Roger Garaudy, auteur d'un pamphlet Qu'est-ce que l'anti-américanisme ? (et négationniste condamné par la justice française) donne cette définition de l'antiaméricanisme : « L'anti-américanisme n'est ni une forme de nationalisme ni de racisme ni d'aucune forme du refus de l'autre, d'un autre homme ou d'un autre peuple. Il est la lutte contre un système, contre une conception de l'homme et d'un mode de vie. Historiquement il est né dans un continent qui tente de l'imposer au monde par la puissance des oligarques politiques, financiers et militaires aujourd'hui à la tête des États-Unis.

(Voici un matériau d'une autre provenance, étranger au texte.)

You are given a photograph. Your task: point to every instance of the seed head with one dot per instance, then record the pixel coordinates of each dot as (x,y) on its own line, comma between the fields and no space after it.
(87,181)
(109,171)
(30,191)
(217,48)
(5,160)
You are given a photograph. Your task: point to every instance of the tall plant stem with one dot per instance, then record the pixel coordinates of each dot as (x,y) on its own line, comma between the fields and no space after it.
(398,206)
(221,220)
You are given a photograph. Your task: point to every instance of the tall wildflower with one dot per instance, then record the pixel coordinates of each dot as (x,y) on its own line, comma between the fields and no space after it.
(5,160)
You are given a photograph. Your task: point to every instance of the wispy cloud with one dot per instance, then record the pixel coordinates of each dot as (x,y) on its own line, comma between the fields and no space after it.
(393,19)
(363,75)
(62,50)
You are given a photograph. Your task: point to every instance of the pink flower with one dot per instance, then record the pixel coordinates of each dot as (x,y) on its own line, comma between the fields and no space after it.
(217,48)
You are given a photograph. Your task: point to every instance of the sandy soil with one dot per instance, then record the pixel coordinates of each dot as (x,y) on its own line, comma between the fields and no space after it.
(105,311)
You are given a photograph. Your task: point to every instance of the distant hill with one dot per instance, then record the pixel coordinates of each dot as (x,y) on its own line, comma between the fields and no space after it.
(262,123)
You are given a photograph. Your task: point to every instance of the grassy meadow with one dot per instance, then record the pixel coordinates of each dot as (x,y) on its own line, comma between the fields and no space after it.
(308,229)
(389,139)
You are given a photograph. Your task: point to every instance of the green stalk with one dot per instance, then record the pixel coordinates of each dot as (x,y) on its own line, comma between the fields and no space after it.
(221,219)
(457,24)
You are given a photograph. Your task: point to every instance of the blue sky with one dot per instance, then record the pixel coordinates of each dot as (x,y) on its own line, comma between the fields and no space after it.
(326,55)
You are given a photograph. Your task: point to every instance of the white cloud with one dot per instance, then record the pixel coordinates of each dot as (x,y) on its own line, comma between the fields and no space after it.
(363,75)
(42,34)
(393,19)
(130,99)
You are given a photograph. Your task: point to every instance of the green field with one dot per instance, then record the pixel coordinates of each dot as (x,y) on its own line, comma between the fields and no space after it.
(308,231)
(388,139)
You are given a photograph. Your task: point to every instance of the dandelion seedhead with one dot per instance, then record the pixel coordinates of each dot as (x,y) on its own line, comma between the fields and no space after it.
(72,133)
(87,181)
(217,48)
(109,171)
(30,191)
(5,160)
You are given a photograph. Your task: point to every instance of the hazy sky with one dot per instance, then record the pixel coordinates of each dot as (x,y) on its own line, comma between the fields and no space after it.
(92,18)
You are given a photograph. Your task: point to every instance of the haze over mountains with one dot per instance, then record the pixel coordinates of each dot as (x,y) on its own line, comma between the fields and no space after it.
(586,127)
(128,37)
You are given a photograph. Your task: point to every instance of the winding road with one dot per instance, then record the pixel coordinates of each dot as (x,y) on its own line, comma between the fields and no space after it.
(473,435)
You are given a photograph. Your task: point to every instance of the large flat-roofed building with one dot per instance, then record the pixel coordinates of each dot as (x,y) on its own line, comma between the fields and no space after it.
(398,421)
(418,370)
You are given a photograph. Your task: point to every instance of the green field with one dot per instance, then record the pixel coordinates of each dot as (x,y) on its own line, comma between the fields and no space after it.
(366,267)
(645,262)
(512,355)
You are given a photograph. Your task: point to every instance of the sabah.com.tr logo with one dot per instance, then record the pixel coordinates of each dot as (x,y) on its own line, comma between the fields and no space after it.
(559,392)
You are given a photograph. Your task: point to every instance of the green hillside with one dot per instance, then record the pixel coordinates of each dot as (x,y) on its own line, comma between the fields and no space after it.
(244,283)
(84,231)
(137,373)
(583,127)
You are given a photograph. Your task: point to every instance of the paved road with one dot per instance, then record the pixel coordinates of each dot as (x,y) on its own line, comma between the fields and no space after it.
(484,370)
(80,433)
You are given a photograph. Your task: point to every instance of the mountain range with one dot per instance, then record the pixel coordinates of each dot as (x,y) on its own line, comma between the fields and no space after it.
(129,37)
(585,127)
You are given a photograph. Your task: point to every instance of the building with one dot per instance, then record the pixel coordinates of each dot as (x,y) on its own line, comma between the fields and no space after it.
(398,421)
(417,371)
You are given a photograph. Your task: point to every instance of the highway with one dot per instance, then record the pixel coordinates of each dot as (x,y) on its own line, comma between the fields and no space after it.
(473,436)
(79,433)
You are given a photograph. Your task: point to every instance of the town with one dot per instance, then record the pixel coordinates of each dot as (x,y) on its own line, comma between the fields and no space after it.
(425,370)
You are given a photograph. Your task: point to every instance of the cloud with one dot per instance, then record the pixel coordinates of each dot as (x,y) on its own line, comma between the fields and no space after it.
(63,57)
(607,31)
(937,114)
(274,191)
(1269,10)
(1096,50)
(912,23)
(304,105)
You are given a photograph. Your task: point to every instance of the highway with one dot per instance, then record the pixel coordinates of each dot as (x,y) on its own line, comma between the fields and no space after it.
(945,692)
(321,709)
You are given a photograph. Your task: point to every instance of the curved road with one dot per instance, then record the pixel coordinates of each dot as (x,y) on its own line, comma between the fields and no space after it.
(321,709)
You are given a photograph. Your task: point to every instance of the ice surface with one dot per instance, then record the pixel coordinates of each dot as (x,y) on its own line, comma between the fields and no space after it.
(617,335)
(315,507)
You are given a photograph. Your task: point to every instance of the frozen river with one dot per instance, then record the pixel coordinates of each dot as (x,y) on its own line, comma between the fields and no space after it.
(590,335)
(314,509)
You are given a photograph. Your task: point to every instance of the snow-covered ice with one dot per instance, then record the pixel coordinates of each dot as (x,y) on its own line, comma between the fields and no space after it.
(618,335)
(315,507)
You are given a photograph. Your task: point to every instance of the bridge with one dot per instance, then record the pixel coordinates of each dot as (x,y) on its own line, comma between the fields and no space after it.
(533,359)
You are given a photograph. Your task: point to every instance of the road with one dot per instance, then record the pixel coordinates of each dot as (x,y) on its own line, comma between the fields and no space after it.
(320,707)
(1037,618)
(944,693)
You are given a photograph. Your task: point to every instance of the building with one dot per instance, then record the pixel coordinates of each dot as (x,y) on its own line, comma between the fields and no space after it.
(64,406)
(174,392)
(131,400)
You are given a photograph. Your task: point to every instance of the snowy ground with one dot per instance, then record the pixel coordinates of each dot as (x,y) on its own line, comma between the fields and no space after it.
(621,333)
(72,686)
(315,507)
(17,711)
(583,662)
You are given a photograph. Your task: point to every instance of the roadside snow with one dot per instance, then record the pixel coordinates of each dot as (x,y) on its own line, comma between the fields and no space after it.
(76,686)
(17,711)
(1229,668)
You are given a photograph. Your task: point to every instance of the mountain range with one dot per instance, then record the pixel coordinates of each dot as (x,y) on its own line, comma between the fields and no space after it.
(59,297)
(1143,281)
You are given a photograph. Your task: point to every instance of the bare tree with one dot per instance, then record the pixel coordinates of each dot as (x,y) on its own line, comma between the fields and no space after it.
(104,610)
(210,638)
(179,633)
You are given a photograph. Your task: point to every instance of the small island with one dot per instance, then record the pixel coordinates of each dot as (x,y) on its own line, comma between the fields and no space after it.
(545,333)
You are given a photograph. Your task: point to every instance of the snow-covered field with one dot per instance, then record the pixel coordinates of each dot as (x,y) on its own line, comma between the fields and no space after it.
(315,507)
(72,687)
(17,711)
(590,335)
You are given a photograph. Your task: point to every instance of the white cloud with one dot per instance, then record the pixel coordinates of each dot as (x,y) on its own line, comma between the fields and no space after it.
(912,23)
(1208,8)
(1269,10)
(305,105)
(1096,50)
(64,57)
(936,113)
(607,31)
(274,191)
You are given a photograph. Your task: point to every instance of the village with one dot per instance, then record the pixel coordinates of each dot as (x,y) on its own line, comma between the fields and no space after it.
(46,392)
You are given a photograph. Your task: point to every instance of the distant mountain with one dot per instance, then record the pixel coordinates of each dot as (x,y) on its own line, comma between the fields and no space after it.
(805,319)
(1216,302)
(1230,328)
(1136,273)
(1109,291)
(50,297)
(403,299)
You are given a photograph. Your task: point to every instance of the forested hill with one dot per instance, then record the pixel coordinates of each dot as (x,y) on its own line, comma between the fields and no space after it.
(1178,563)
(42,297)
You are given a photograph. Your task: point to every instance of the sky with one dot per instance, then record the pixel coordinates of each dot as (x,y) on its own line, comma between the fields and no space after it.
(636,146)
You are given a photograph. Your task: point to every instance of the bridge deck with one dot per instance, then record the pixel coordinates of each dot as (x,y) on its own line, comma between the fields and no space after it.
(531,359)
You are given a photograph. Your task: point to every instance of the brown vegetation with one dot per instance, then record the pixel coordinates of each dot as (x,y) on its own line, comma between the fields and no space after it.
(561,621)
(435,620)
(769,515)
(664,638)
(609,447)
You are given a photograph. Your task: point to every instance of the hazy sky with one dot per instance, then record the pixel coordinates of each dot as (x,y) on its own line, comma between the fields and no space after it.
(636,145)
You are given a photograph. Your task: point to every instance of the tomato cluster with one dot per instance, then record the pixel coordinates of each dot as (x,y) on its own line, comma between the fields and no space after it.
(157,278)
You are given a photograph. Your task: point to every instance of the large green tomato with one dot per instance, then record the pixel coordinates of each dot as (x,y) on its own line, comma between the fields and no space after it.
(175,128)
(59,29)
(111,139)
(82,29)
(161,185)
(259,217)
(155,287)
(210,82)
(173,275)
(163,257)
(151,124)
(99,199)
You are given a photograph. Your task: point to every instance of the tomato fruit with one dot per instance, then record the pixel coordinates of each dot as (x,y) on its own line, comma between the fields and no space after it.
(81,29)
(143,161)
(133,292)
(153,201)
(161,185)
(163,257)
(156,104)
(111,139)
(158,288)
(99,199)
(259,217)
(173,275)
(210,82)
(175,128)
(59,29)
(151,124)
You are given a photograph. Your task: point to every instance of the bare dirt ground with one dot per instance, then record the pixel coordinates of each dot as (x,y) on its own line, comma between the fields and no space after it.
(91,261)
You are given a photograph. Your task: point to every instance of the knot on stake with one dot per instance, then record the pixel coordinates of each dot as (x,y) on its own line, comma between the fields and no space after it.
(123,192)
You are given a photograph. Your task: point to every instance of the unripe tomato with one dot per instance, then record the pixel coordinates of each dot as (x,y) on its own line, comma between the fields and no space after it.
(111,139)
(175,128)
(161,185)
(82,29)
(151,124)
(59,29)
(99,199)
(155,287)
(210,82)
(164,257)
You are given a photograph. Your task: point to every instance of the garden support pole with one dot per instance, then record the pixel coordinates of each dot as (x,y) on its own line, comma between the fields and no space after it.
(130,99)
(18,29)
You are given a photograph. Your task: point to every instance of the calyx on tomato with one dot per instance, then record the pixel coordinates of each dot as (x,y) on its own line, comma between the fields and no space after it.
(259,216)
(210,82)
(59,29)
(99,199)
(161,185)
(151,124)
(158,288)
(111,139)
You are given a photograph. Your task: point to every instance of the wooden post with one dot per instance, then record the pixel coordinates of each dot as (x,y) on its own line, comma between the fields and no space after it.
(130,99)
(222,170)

Ils ne peuvent d'ailleurs le faire qu'avec la complicité et la servilité des dirigeants d'un grand nombre de pays ».

Pour être plus clair encore – pour ceux surtout qui voudraient confondre antiaméricanisme et xénophobie – pour enlever au mot « américain », qui désigne un mode de vie et une conception du monde, toute attache géographique ou ethnique avec ceux qui sont nés ou ont émigré en Amérique depuis 1620, avec le Mayflower, et qui y ont créé ce système à la fois colonial et racial (selon ses origines), dominateur et mercantile (selon son histoire), j'appelle « américain  » tous ceux, dans le monde, qui veulent imposer au peuple ce « modèle ». Sa caractéristique principale est que la société tout entière est soumise aux exigences de l'économie et du marché et non l'économie et le marché au service de la société.[non neutre]

L’antiaméricanisme : une critique facile[modifier | modifier le code]

Les critiques des États-Unis refusent généralement[réf. nécessaire] d'être décrits comme antiaméricains et arguent que le concept est le plus souvent employé de manière péjorative à leur encontre. Il est vrai que les détracteurs de l'antiaméricanisme le qualifient souvent de « primaire »[réf. nécessaire], formant ainsi l'expression « antiaméricanisme primaire ». Cette formule, assez souvent utilisée par les journalistes, discréditerait toutes les analyses critiques de la société et des valeurs américaines, même celles qui sont les plus recevables. Face à ce constat, Noam Chomsky écrit : « Le concept d'antiaméricanisme est intéressant. Son équivalent n'est utilisé que dans les États totalitaires et les dictatures militaires… Ainsi, dans l'Union soviétique, les dissidents étaient condamnés pour antisoviétisme. C'est un usage naturel parmi les personnes avec des instincts totalitaires bien implantés qui identifient la politique de l'État avec la société, la population, la culture. A contrario, les personnes ayant tant soit peu d'esprit démocratique traitent ces notions ridicules avec dédain. À supposer qu'une personne en Italie qui critique la politique italienne soit condamnée comme « anti-italienne », l'événement serait considéré comme trop ridicule même pour que l'on puisse en rire. » Les Antiaméricains supposés disent que si les Etats-Unis n'ont pas connu de dictature de type nazi, ils ont construit leur nation sur le génocide des nord-amérindiens, les premiers américains d'origine. On vient même de découvrir aux États-Unis que le Général William Sherman prononça en 1867, 70 ans avant Hitler, l'expression "solution finale au problème indien"[26]. Ils rappellent aussi l'élaboration, après l'abolition de l'esclavage en 1865, d'une ségrégation raciale séculaire à l'encontre des Noirs, qui formaient 10 % de la population, accompagnée de nombreux lynchages des hommes de couleur, pratiqués notamment par le Ku Klux Klan dans le Deep South.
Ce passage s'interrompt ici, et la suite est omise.